Mise en scène du clair-obscur (Ventura) (©Survivance)

Ventura est un homme du passé, ou plutôt un homme dont le passé conditionne puissamment une vie présente vouée au ressassement et à l’errance dans les entrelacs de sa mémoire, faisant des diverses temporalités une même pâte homogène, du passé et du présent deux entités mitoyennes mais décloisonnées donc indistinctes. Pedro Costa réalise avec Ventura un film fondé sur l’exhumation (amusant de considérer le film lui-même comme une sorte de corps déterré, ayant traîné dans les tiroirs de la distribution depuis 2014) : celle de l’histoire apparemment traumatique de son personnage principal, elle-même liée à l’Histoire finalement encore récente du Portugal tenu sous le joug d’Estado Novo jusqu’au mitan des années 70, elles-mêmes reliées à la condition de la population cap-verdienne sur le territoire portugais, négligée au temps de la dictature et pas nécessairement mieux traitée en nos temps contemporains. Et le personnage de Ventura d’errer dans les dédales de son hôpital, dans ses sous-sols archaïques ressemblant moins à un lieu de vie aseptisé qu’à une multitude de galeries évoquant de sinistres catacombes. Costa donne une importance à la verticalité par l’usage des ascenseurs de l’hôpital, qui donnent autant accès à la chambre lumineuse de Ventura, visité par des connaissances dont on ne sait précisément si ce sont justement de simples visiteurs, des détenus purgeant leur peine après des actions répréhensibles ou les fantômes intimes de cet homme tourmenté, ou permettant au contraire d’accéder aux couches basses du monde ; celui, enfoui, du passé.

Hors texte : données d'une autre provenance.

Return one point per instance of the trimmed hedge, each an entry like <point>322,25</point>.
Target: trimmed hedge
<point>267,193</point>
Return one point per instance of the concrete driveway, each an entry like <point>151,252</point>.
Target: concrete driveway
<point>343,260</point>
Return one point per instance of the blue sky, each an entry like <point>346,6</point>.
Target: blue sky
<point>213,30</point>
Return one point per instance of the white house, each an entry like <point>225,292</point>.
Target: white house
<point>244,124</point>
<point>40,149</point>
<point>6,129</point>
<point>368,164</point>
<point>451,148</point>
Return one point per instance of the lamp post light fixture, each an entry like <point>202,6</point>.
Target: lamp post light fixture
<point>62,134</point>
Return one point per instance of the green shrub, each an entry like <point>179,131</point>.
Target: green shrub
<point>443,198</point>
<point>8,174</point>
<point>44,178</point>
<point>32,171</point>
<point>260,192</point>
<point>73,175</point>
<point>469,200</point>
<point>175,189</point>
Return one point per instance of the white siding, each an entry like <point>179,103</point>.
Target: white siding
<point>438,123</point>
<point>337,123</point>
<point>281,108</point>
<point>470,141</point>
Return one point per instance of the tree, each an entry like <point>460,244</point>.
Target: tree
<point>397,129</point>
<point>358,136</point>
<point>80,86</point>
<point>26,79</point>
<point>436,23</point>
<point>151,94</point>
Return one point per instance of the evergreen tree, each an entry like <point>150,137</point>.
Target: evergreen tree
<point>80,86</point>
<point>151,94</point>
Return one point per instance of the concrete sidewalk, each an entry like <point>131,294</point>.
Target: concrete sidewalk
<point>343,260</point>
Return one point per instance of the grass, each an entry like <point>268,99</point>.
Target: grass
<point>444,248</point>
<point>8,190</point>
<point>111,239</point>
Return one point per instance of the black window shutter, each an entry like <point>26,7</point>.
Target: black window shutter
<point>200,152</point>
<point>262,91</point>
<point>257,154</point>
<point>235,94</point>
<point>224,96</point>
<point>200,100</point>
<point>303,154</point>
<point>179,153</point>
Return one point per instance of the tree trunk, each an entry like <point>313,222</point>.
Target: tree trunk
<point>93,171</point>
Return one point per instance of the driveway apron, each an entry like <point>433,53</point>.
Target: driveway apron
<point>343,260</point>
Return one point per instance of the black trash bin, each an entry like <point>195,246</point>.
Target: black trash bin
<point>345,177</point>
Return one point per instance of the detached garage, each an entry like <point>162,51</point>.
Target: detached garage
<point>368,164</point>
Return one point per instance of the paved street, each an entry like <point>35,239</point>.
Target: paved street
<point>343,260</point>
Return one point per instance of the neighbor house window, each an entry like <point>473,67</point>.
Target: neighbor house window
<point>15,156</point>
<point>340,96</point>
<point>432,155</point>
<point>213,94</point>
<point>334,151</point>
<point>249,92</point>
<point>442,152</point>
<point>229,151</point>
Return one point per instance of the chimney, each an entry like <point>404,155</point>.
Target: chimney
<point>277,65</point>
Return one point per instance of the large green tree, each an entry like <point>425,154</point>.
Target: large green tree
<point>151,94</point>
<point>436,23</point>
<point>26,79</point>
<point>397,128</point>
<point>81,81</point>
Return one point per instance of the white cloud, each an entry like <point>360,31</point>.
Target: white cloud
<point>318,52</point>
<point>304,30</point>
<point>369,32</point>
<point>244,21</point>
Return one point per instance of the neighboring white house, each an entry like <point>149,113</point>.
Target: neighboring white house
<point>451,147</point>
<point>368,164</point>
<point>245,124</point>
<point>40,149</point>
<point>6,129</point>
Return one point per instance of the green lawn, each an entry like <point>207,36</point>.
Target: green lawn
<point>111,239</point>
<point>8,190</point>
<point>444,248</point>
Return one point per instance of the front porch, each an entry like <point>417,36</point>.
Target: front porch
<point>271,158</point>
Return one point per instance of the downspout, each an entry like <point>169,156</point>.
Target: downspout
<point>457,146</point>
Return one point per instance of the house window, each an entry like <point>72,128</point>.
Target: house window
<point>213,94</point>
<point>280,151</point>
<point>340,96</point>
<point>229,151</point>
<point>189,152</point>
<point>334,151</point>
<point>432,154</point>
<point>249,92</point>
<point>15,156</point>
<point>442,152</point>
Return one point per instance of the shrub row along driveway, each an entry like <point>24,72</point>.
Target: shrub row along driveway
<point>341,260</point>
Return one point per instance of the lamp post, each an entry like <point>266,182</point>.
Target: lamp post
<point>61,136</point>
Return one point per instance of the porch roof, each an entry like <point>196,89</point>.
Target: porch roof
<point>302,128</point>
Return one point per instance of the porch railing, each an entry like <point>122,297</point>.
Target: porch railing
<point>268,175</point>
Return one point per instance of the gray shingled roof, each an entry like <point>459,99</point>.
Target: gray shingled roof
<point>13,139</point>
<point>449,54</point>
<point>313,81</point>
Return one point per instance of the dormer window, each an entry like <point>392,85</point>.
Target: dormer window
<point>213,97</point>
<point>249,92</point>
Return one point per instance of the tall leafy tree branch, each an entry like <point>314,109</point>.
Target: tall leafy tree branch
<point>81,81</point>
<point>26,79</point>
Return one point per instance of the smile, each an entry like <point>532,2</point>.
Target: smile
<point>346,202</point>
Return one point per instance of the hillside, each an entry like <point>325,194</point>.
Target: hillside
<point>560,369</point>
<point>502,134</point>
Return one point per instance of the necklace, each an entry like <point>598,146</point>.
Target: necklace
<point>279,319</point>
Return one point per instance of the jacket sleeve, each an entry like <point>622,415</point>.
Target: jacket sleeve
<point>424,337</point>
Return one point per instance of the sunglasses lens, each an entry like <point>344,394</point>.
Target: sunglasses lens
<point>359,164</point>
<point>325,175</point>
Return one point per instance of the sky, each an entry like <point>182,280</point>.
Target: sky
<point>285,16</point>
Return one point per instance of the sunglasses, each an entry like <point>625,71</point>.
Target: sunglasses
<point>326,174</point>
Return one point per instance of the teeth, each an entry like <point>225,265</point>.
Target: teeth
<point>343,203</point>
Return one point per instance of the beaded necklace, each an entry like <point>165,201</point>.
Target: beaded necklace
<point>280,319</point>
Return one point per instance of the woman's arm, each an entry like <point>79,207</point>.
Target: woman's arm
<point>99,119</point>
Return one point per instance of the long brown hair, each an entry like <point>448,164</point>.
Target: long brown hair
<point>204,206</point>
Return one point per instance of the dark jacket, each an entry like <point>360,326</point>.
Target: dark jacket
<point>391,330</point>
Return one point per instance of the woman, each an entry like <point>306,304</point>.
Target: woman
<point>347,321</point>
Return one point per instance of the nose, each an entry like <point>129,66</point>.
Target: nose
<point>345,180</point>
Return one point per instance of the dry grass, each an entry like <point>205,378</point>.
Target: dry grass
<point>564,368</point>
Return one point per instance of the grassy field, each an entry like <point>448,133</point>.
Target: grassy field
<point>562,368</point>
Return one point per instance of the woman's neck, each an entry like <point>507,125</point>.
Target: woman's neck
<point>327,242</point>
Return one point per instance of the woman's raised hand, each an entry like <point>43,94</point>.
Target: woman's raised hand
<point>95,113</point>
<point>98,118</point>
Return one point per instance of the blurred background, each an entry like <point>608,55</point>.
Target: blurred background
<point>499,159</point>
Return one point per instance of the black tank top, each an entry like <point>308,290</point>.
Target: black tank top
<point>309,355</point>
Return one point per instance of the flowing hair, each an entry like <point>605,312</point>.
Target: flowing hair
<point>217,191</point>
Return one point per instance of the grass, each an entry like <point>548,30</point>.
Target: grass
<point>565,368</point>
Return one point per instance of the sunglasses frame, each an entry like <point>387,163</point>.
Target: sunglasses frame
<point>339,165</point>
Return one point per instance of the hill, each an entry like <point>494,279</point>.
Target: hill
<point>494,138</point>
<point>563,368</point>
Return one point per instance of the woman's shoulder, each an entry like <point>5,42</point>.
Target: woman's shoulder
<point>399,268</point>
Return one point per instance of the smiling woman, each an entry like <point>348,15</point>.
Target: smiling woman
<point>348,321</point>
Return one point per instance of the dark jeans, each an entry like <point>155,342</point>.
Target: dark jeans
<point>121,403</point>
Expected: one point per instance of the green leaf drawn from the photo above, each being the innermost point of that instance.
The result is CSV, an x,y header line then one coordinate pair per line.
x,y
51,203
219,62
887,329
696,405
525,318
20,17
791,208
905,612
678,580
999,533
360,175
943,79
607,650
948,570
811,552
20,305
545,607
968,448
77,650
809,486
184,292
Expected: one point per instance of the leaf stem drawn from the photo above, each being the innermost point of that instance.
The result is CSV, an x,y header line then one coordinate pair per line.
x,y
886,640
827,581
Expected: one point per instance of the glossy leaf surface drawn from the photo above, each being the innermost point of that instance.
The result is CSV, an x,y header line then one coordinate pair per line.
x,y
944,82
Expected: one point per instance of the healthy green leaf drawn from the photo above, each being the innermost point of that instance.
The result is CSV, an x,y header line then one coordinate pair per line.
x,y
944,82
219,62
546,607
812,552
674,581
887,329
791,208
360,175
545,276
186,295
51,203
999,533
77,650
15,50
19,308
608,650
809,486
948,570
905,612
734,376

Conversations avec le passé (Ventura ; A. Santos) (©Survivance)

Ventura est un film hanté et endeuillé, peuplé de revenants errant dans les vestiges en ruines de leur vie d’avant et conversant avec les morts dont ils se sentent responsables. Deux séquences majeures et sidérantes, d’une beauté sans nom, rendent compte des intentions profondes de ce film exigeant, demandant un effort de spectateur au regard de son rythme et de sa complexité. La première d’entre elles montre Ventura marchant hagard et au gré du hasard dans l’entrepôt désaffecté dans lequel il était manoeuvre trente ou quarante ans auparavant ; dans ce lieu vide et délabré, il passe d’une salle à l’autre, jusqu’à aller dans les anciens bureaux pour se servir des téléphones en bakélite au combiné cassé pour tenter de parler à un contremaître disparu depuis longtemps, dans une démarche de retour au passé par le truchement du lieu lui-même qui n’est pas rappeler le dispositif documentaire de Rithy Panh dans S-21 : la machine de mort khmère rouge (2003). La séquence est troublante dans ce qu’elle montre du personnage, homme qui ne se rend pas compte du délabrement du monde (son quartier-bidonville de Fontainhas est un lieu de vie qui n’est pas spécialement dans un meilleur état), passé décomposé dans lequel il vit au présent. La seconde permet la confrontation de Ventura avec ses fantômes à l’intérieur d’un ascenseur à l’arrêt, symboliquement situé entre passé et présent ; assailli par les voix du passé, étrange coryphée invisible, l’ancien ouvrier témoin de l’horreur mortifère de la dictature revit les événements traumatiques de ses années de contestation (la mort de l’un de ses compagnons d’armes durant ses années de résistance et son inaptitude d’alors à agir) par l’intermédiaire de cette parole d’outre-tombe qui remémore, soulage tout en demandant des comptes, ceci sous l’oeil vide d’un soldat affidé au régime dictatorial (dont la présence est assurée par Antonio Santos), cadavre sorti des tréfonds des souvenirs de Ventura, être immobile et vert-de-gris ressemblant à une sorte de soldat de plomb grandeur nature (le teint cadavérique de ce personnage et sa dimension mémorielle donc cérébrale évoquent quelque peu l’armée de militaires verdâtres du Rêves de Kurosawa [1990]). A la matérialité des vestiges de la première séquence évoquée succède donc ici la force impalpable, abstraite du mot comme instrument de résurgence.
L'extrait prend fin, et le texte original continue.